ABSTRACT

88In this chapter, we consider the development of mixed integer linear programming (MILP)-based classifier and linear programming (LP)-based classifiers for solving a classification problem. The conventional MILP-based/LP-based classifiers generally provide good results in terms of accuracy when the data set is linearly separable. However the challenge is to develop computationally efficient classifiers that can handle data that are not linearly separable. In this chapter, we propose a novel LP-based classifier that can address the classification of such data sets with multiple objectives.

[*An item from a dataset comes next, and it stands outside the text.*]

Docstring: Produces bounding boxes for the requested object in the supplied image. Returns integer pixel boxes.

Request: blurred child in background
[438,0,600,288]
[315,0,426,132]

The salient contributions of the proposed LP-based two-phase classifier are in terms of treating the decision variables as unrestricted in sign; accounting for the contribution of attributes from their interaction effects and the contribution of attributes from their higher order polynomial degrees; treating the classification threshold/cut-off as a decision variable; converting the bandwidth of boundary of threshold to a crisp boundary with the consideration of multiple objectives; and finally the ability to find a nondominated set of solutions with respect to multiple objectives. Consequently, the proposed LP-based classifier is able to handle data that are not inherently linearly separable, unlike the conventional MILP-based and LP-based classifiers. To evaluate the performance of the proposed classifiers, we consider two data sets that are already available in the literature. We also compare the accuracy of all the proposed LP-based classifiers with the artificial neural networks, and the results indicate that one of the proposed LP-based classifiers (LP-based two-phase classifier) is able to give good results even when the data set is not linearly separable.